What Is The Treatment For Peripheral Artery Disease (PAD)?

Left untreated, Peripheral Artery Disease (PAD) can result in the development of Coronary Artery Disease (CAD), heart attacks, or strokes. Yet despite the dangers associated with PAD, the American Heart Association estimates that only 25% of the population is aware of the disease. In fact, the SAGE group estimates that there are as many as 12.5 million Americans currently suffering from PAD without realizing it.

The most common cause of PAD is atherosclerosis, a hardening of the arteries brought on by a buildup of plaque (fatty deposits) in the blood vessels. Without proper treatment, atherosclerosis can cause plaque deposits in an individual’s lower extremities, resulting in PAD. PAD is marked by decreased blood flow in the legs, feet and toes, and the symptoms include:

  • Claudication (mild to severe pain while walking or climbing stairs)
  • Leg numbness or weakness
  • Coldness in the lower leg or foot on one side of the individual’s body
  • Open sores on the toes and feet that won’t heal

As noted above, untreated PAD can lead to CAD, cardiac events, and/or atherosclerotic stroke. More immediate symptoms, however, can include the onset of gangrene in the feet or toes, ischemic rest pain (pain in the lower extremities that occurs even without physical activity), and a general diminishment of an individual’s quality of life.

Fortunately, PAD is treatable — depending on the severity of the disease and its progression, there are multiple treatment options available to individuals.

Lifestyle Changes

The least-invasive treatment option consists of simple lifestyle changes. PAD is common among smokers and individuals who suffer from diabetes, obesity, high blood pressure, and/or high cholesterol. In individuals with milder forms of PAD, certain lifestyle adjustments — such as smoking cessation, dietary improvements, and an exercise regimen — can be enough to address the symptoms of PAD and those of its underlying comorbidities.


Depending on the severity of the disease, some PAD sufferers may require medication in addition to the lifestyle changes noted above. Where pharmaceutical treatment is required, providers commonly prescribe high blood pressure medicine and antiplatelet medications (which thin the blood and reduce the risk of heart attack and stroke) such as aspirin or Plavix.

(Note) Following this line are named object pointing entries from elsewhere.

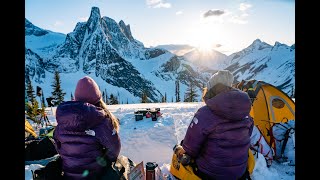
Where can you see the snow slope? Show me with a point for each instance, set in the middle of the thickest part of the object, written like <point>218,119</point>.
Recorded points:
<point>152,141</point>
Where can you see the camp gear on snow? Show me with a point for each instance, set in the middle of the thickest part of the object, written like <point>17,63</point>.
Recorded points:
<point>138,116</point>
<point>270,105</point>
<point>259,144</point>
<point>117,170</point>
<point>82,128</point>
<point>284,139</point>
<point>150,170</point>
<point>251,162</point>
<point>39,148</point>
<point>45,130</point>
<point>51,171</point>
<point>153,113</point>
<point>29,129</point>
<point>87,90</point>
<point>148,114</point>
<point>180,171</point>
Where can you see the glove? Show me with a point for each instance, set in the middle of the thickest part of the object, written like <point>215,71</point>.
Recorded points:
<point>178,150</point>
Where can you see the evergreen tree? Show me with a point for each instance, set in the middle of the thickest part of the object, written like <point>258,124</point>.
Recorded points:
<point>107,98</point>
<point>32,111</point>
<point>113,99</point>
<point>190,94</point>
<point>32,104</point>
<point>292,92</point>
<point>163,99</point>
<point>43,104</point>
<point>57,94</point>
<point>118,97</point>
<point>177,93</point>
<point>30,91</point>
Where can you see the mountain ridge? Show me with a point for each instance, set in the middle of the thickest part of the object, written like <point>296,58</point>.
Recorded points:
<point>107,50</point>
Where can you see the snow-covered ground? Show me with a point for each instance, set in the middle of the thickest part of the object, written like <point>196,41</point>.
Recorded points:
<point>152,141</point>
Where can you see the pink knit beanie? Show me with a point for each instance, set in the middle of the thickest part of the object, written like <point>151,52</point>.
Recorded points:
<point>87,90</point>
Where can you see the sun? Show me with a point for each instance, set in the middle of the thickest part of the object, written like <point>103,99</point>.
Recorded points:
<point>204,46</point>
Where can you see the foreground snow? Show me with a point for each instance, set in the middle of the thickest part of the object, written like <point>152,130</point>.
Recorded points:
<point>152,141</point>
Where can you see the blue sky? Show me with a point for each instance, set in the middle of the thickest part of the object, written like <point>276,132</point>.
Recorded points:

In milder cases of PAD where exercise will likely improve a patient’s outcome, providers may also prescribe Pletal, a medication that allows individuals to walk greater distances before claudication sets in.

Interventional and Surgical Procedures

Patients with more advanced cases of PAD may require interventional procedures such as angioplasty to widen or clear the blocked vessel, stent placement to keep blood vessels open, or atherectomy to remove the blockage in the blood vessel.

There are also surgical options available to PAD sufferers; while research is currently in progress on new therapies, patients with advanced PAD may also need to consider peripheral artery bypass surgery. With peripheral artery bypass, an artificial blood vessel is placed next to the blocked artery, and the blood is rerouted to the “new” blood vessel, thereby avoiding the blockage.